Les marchés agricoles ont été très perturbés par les conséquences économiques et sanitaires de la crise du Covid-19. Des conséquences auxquelles se sont ajoutés les incidents climatiques perturbant fortement les productions des grandes cultures.
"La récolte 2020/2021 de blé tendre s'annonce catastrophique après une campagne 2019/2020 particulièrement prolifique", indique ainsi la note de conjoncture des chambres d'agriculture. Les rendements sont à la baisse (-25% en moyenne par rapport à l'an dernier, autour de 6,8 tonnes/ha) du fait des mauvaises conditions climatiques combinées au manque de lumière, à une période de sécheresse au printemps et de forts excédents de pluie en juin. "Au final, il est acquis que la production nationale de blé tendre ne dépassera pas les 30 millions de tonnes", précise le document.
Vendre sa moissonneuse-batteuse ou chercher du travail à l'extérieur
Le contexte international est aussi très tendu, touchant le commerce de certains produits alimentaires à l'exportation. En résultent des exportations françaises de blé tendre à la baisse. Après être montées à plus de 21 millions de tonnes (dont 13,6 millions hors de l'Union européenne) sur la campagne 2019/2020, elles pourraient diminuer de 30%, et se situer à des volumes inférieurs à 15 millions de tonnes. Les prix ne seront pas là pour compenser, la récolte mondiale étant particulièrement abondante (762 millions de tonnes). En revanche, la qualité semble être satisfaisante, "mais elle ne permettra pas aux céréaliers de dégager davantage de revenu", détaillent les chambres d'agriculture.
Même chose pour le colza, dont la production devrait atteindre seulement 3,3 millions de tonnes, soit une baisse de 4,8% par rapport à la campagne précédente, et de 36% par rapport à la moyenne quinquennale.

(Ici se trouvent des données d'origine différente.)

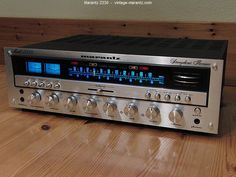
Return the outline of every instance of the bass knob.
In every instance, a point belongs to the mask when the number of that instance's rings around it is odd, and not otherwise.
[[[180,124],[183,120],[183,112],[180,109],[174,109],[169,114],[169,120],[174,124]]]
[[[157,106],[150,106],[146,111],[146,117],[150,121],[156,122],[160,119],[160,110]]]
[[[59,97],[57,96],[57,94],[53,93],[53,94],[48,96],[47,104],[48,104],[49,107],[54,107],[58,103],[59,103]]]
[[[106,102],[103,106],[103,111],[108,116],[114,116],[117,110],[117,105],[113,101]]]
[[[86,112],[92,112],[97,108],[97,101],[94,98],[89,98],[86,103]]]
[[[77,105],[77,98],[75,96],[69,96],[66,100],[66,109],[68,111],[75,111]]]
[[[41,101],[41,95],[39,92],[34,92],[32,93],[29,98],[28,98],[28,102],[30,105],[36,105]]]
[[[134,119],[136,114],[138,113],[138,107],[135,103],[129,103],[125,106],[124,113],[130,119]]]

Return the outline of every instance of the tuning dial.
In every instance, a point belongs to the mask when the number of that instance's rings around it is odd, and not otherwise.
[[[124,113],[127,117],[133,119],[138,113],[138,107],[135,105],[135,103],[129,103],[125,106]]]
[[[59,103],[59,98],[55,93],[48,96],[47,104],[49,105],[49,107],[53,107],[58,103]]]
[[[66,100],[66,109],[68,111],[75,111],[75,107],[77,105],[77,98],[75,96],[70,96]]]
[[[117,110],[117,105],[112,101],[106,102],[103,106],[103,111],[108,116],[114,116],[116,110]]]
[[[35,105],[41,101],[41,95],[39,92],[32,93],[28,98],[30,105]]]
[[[150,121],[157,121],[160,118],[160,110],[157,106],[150,106],[146,111],[146,116]]]
[[[183,119],[183,112],[179,109],[174,109],[170,112],[169,119],[174,124],[180,124]]]
[[[92,112],[96,109],[96,107],[97,107],[97,102],[94,98],[90,98],[87,100],[86,112]]]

Les chambres d'agriculture plaident pour des mesures de court terme, pour éviter à ces agriculteurs de mettre la clé sous la porte. "Certains sont amenés à décapitaliser, en vendant par exemple leur moissonneuse-batteuse ou en cherchant un travail à l'extérieur en même temps, mais s'ils n'ont pas d'aides rapidement, ils ne s'en sortiront pas, a expliqué Sébastien Windsor. Il n'y a pas de solution miracle pour ces zones, il va falloir une mobilisation collective hors norme."
"Nous serons au rendez-vous"
Les chambres proposent notamment de modifier les règles de la commande publique, dont les règles européennes qui laissent encore peu de place aux produits agricoles français. Elles demandent des aides à l'investissement pour la transformation des structures (légumineuses, ateliers de découpe et points de vente) et un accompagnement des agriculteurs vers des projets de transition agricole. Elles se disent satisfaites d'un certain nombre de mesures annoncées par le gouvernement le 3 septembre, dans le cadre du plan de relance, dont une enveloppe de 1,2 milliard d'euros est dédiée au volet transition agricole, alimentation et forêt. Elles pointent particulièrement certaines d'entre elles : l'objectif d'un projet alimentaire territorial (PAT) au moins par département d'ici à 2022, les dispositifs pour favoriser la biodiversité autour des cultures et le volet investissement pour la rénovation des bâtiments. "Ce plan ne se fera que si nous sommes là, et nous serons au rendez-vous", a conclu le président des chambres d'agriculture, mentionnant qu'il serait en revanche incohérent si l'État, dans le cadre des prochaines discussions autour du projet de loi de finances, décidait de s'attaquer au budget des chambres. "Les bras m'en tomberaient. Nous sommes particulièrement mobilisés, mais il ne faut pas que l'État nous coupe les pattes."